Lawsuit calls out illegal plan to sell off the nation’s largest public land
We went to court again—the second time this week–charging the U.S. Bureau of Land Management with advancing an illegal plan to sell off the nation’s largest unit of public land to oil companies.
This effort to expand fossil fuel exploitation in Alaska’s National Petroleum Reserve would increase the harms caused by climate change, diminish public health, degrade land, water and air, and encroach on long-protected areas vital to wildlife and people.
“This administration keeps relentlessly pushing an agenda to give public lands to the oil and gas industry, no matter the harm to local communities, wildlife, and long-protected areas essential to the health of wildlife and people,” said Suzanne Bostrom, staff attorney with Trustees for Alaska. “BLM put out a plan completely at odds with the agency’s obligation to provide maximum protection for areas like Teshekpuk Lake, and lands and waters essential to the health of western Arctic animals and people.”
The health of Arctic wildlife and communities is at stake
The NPRA encompasses 23 million acres of public lands that nourish fish and wildlife, including caribou herds, polar bears, raptors, and millions of migratory birds that in turn nourish local people and their way of life.

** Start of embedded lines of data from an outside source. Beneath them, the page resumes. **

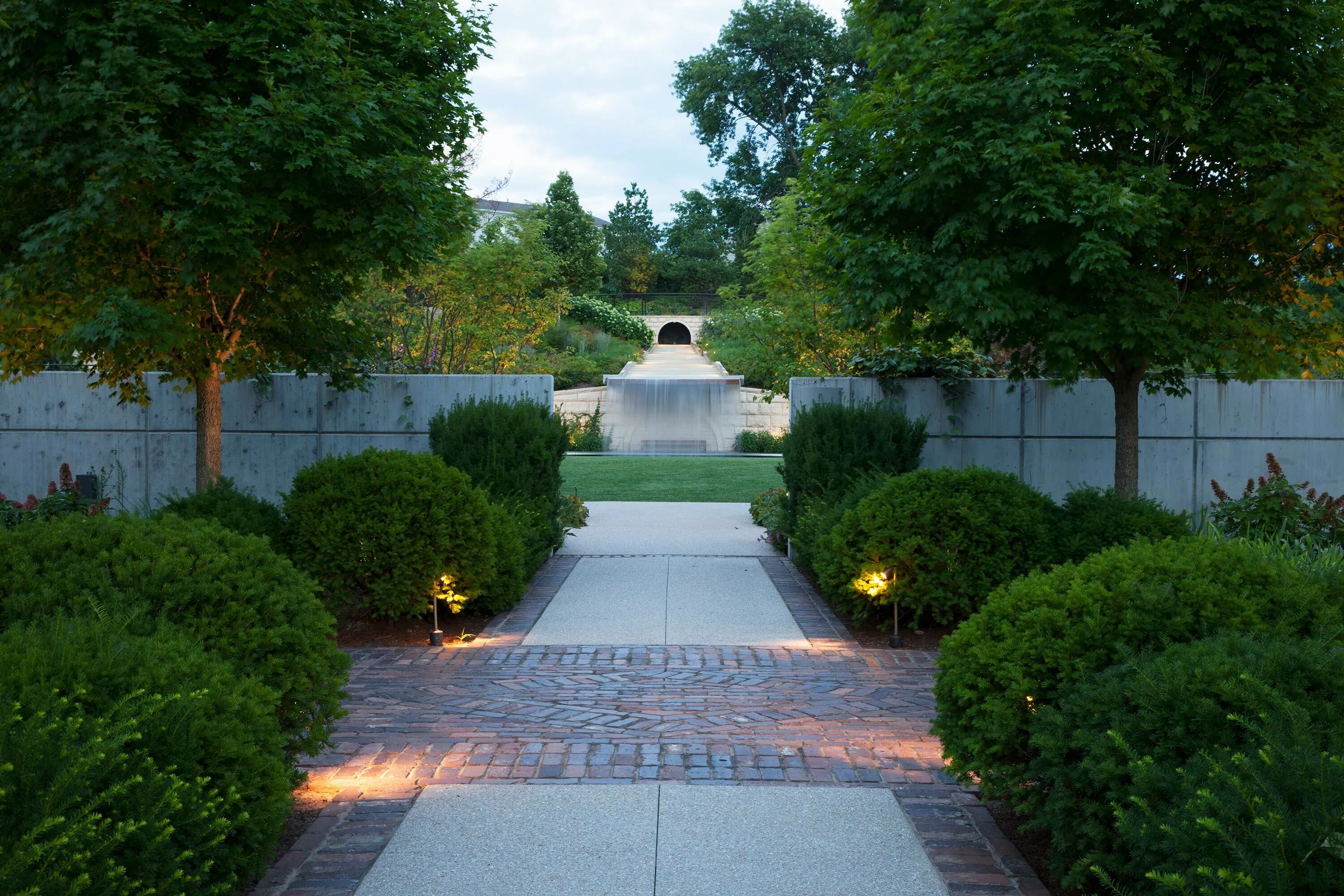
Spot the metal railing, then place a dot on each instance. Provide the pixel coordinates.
(663, 303)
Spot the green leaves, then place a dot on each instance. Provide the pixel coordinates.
(197, 186)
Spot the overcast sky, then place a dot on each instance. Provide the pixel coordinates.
(586, 86)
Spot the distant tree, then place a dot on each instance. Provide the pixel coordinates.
(193, 187)
(753, 95)
(631, 244)
(472, 314)
(697, 252)
(573, 237)
(1119, 189)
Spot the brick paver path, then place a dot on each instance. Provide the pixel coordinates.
(498, 712)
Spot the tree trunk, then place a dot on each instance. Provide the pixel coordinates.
(1125, 382)
(210, 418)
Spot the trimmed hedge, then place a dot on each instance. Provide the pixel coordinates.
(202, 724)
(248, 605)
(1047, 630)
(1093, 519)
(1128, 734)
(611, 320)
(830, 447)
(82, 808)
(513, 450)
(377, 530)
(948, 536)
(230, 508)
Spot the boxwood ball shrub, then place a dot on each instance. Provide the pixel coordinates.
(245, 603)
(379, 528)
(1041, 634)
(828, 447)
(818, 516)
(947, 536)
(1093, 519)
(214, 730)
(513, 450)
(1129, 731)
(611, 320)
(230, 508)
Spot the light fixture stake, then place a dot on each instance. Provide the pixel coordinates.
(436, 637)
(896, 621)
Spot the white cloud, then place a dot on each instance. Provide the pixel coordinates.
(586, 86)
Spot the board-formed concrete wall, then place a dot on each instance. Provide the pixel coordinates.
(1055, 439)
(269, 433)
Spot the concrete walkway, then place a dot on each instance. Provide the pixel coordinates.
(662, 650)
(655, 841)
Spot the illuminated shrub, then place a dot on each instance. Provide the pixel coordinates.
(830, 447)
(944, 538)
(101, 730)
(248, 605)
(1043, 633)
(514, 452)
(381, 528)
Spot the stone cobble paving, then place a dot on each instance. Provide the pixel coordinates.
(510, 715)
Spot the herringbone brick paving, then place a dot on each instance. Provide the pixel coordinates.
(495, 712)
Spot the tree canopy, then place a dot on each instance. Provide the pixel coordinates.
(475, 312)
(631, 245)
(191, 189)
(754, 92)
(1132, 190)
(573, 237)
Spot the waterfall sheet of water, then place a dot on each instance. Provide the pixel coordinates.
(674, 402)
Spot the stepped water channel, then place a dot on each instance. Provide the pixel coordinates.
(674, 402)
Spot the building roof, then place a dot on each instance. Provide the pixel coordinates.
(494, 207)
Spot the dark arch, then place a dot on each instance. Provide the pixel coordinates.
(674, 334)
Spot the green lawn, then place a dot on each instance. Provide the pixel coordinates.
(670, 478)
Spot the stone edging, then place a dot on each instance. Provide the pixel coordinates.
(513, 626)
(812, 614)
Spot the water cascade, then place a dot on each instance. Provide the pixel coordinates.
(674, 402)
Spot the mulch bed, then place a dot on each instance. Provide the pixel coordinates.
(362, 632)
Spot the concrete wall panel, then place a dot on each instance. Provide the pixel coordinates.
(269, 432)
(1066, 439)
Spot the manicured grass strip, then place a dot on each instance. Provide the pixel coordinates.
(670, 478)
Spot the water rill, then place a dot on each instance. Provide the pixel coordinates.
(674, 402)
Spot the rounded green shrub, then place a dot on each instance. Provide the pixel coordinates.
(246, 603)
(213, 728)
(85, 809)
(378, 530)
(948, 538)
(1129, 731)
(1045, 632)
(1094, 519)
(230, 508)
(831, 447)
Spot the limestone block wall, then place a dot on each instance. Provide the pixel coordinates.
(693, 323)
(1057, 439)
(757, 414)
(269, 432)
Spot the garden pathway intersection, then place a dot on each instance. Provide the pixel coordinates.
(762, 751)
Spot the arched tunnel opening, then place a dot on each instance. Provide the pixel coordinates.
(675, 334)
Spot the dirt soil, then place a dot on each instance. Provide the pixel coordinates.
(357, 632)
(1034, 845)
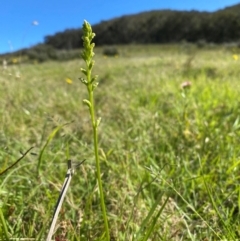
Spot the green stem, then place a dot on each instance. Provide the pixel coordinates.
(98, 170)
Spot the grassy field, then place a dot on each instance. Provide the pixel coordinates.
(157, 141)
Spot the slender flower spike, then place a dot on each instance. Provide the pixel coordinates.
(89, 81)
(68, 80)
(235, 57)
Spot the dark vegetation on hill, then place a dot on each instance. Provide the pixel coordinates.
(163, 26)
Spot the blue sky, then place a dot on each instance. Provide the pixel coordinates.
(17, 16)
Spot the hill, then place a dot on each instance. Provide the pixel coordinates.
(161, 26)
(153, 27)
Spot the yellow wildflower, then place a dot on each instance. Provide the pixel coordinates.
(68, 80)
(235, 56)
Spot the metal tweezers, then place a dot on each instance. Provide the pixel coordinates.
(70, 171)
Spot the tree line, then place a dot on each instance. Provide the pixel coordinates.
(163, 26)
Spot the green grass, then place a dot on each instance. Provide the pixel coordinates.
(156, 141)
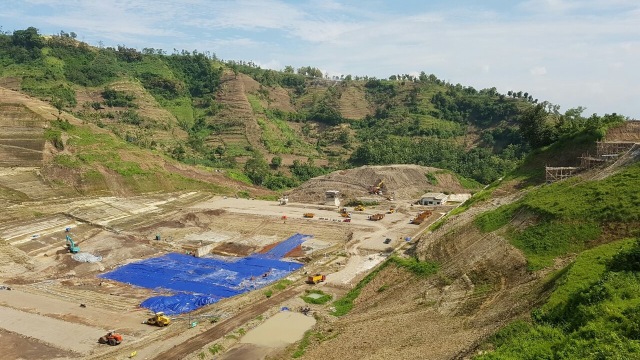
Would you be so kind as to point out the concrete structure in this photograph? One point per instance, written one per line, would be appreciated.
(433, 199)
(332, 197)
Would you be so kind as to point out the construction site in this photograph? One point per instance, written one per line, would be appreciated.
(196, 275)
(73, 269)
(216, 251)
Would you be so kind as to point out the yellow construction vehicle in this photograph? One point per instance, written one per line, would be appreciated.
(159, 319)
(377, 189)
(314, 279)
(376, 217)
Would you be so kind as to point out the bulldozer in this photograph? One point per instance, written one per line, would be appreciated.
(377, 189)
(73, 248)
(314, 279)
(112, 338)
(159, 319)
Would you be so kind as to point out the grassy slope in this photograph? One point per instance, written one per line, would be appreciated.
(569, 215)
(135, 169)
(591, 314)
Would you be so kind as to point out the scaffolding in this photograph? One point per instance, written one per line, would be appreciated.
(553, 174)
(612, 148)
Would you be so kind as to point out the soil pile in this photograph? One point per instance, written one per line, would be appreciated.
(402, 182)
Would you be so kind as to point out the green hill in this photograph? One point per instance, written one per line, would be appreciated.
(202, 111)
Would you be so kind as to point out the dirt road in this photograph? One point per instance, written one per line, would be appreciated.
(187, 347)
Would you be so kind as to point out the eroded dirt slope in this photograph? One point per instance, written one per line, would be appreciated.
(483, 283)
(400, 181)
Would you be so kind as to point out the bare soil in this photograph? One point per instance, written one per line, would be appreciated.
(19, 347)
(402, 182)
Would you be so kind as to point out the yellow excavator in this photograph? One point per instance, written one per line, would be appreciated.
(159, 319)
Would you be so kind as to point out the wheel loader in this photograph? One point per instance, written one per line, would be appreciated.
(159, 319)
(112, 338)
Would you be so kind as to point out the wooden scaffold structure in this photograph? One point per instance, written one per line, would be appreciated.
(559, 173)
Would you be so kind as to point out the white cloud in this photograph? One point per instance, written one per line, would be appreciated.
(582, 42)
(538, 71)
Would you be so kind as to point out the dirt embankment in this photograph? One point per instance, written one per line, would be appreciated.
(483, 283)
(402, 182)
(629, 131)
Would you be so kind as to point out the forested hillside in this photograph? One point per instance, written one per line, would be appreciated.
(282, 127)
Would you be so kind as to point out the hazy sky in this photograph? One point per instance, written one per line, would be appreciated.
(569, 52)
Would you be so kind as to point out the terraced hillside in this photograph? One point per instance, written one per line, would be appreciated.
(21, 136)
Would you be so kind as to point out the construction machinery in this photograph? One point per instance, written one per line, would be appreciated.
(377, 189)
(159, 319)
(376, 217)
(314, 279)
(73, 248)
(421, 217)
(345, 213)
(112, 338)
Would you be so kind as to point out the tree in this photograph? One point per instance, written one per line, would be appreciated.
(220, 150)
(535, 126)
(256, 169)
(276, 161)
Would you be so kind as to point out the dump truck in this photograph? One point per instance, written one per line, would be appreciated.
(376, 217)
(73, 248)
(112, 338)
(159, 319)
(421, 217)
(314, 279)
(377, 189)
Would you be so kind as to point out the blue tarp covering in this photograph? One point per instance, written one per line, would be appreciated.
(197, 282)
(280, 250)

Protections for areas such as Teshekpuk Lake, the Colville River, and the Utukok Uplands have been in place for decades because of the importance of these areas to the health of wildlife. A management plan adopted in 2013 closed about half of the NPRA to oil and gas activity because of the need to protect these areas.

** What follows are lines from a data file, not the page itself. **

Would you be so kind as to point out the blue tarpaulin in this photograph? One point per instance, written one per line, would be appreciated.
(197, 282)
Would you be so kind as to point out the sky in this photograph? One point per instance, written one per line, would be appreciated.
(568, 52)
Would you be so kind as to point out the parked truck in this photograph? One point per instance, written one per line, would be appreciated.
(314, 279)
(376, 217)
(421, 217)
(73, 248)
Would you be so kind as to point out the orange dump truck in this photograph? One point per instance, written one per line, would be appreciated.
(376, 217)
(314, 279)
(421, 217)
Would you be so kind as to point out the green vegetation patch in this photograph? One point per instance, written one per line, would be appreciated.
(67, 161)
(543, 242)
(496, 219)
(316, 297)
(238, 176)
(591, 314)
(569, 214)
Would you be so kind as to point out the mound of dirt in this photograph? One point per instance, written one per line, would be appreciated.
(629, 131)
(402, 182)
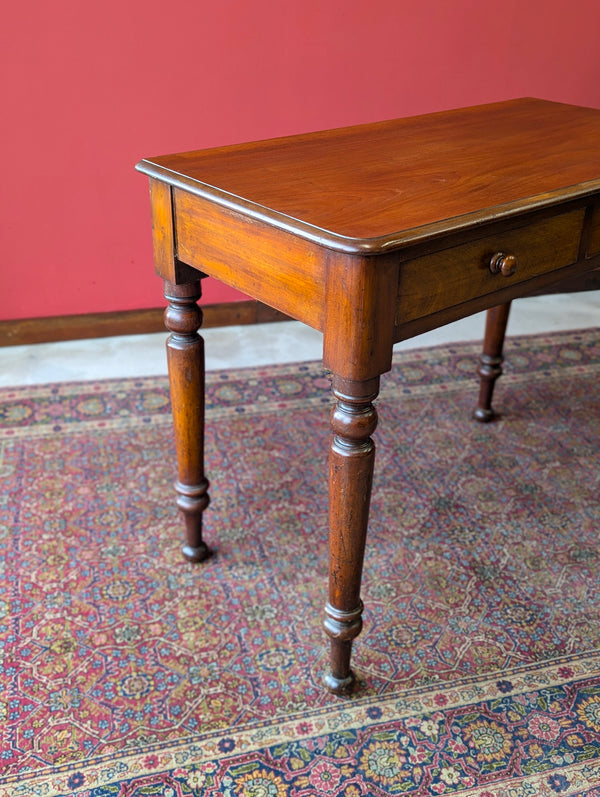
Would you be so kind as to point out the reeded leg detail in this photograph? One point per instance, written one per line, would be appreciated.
(490, 364)
(185, 357)
(351, 461)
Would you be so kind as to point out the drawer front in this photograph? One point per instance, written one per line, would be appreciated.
(594, 244)
(452, 276)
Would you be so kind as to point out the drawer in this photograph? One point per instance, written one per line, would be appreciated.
(594, 244)
(443, 279)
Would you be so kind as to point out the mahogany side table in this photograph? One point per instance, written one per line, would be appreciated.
(370, 234)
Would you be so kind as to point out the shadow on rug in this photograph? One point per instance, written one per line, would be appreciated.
(127, 671)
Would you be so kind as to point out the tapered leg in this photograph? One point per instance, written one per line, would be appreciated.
(185, 357)
(352, 456)
(490, 364)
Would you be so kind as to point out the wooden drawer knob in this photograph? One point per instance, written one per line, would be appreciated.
(503, 264)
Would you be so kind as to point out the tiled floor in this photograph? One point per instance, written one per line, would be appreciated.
(235, 347)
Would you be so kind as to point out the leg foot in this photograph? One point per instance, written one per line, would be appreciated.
(185, 356)
(352, 456)
(490, 364)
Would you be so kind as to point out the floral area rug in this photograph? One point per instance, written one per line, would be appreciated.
(127, 672)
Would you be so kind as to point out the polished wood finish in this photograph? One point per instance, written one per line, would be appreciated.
(490, 365)
(373, 234)
(185, 358)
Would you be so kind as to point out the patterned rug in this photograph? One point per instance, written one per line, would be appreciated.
(127, 672)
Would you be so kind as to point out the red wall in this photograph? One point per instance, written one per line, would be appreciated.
(90, 88)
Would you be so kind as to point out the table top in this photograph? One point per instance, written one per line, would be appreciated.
(377, 186)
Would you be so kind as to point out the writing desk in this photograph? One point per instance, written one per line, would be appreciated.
(370, 234)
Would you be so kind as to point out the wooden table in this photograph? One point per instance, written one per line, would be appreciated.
(371, 234)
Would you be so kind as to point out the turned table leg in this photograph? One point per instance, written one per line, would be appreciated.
(185, 357)
(352, 456)
(490, 364)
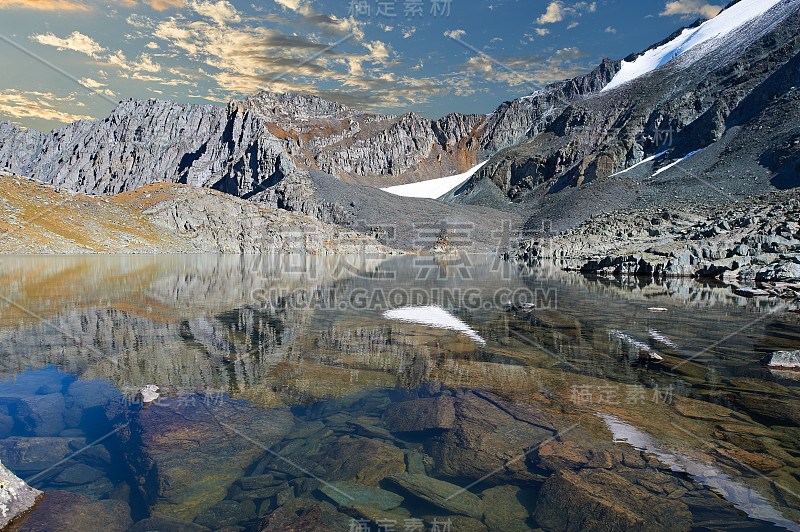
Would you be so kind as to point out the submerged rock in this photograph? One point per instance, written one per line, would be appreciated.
(598, 500)
(149, 393)
(16, 498)
(365, 460)
(42, 415)
(70, 512)
(309, 520)
(37, 454)
(185, 457)
(226, 513)
(447, 496)
(164, 524)
(782, 360)
(503, 508)
(355, 494)
(421, 414)
(77, 474)
(487, 439)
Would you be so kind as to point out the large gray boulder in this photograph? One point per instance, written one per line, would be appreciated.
(16, 498)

BLM released a final environmental impact statement in June 2020 that puts forth a new plan that slashes those protections significantly to pander to oil company expansion and profit goals. That agency decision violated multiple laws, and the lawsuit aims to halt this illegal plan and prevent the degradation of vital western Arctic lands.
- Read the press release.
- Read the lawsuit’s complaint.
Trustees for Alaska filed the suit on behalf of the Northern Alaska Environmental Center, Alaska Wilderness League, Conservation Lands Foundation, Defenders of Wildlife, Sierra Club and The Wilderness Society.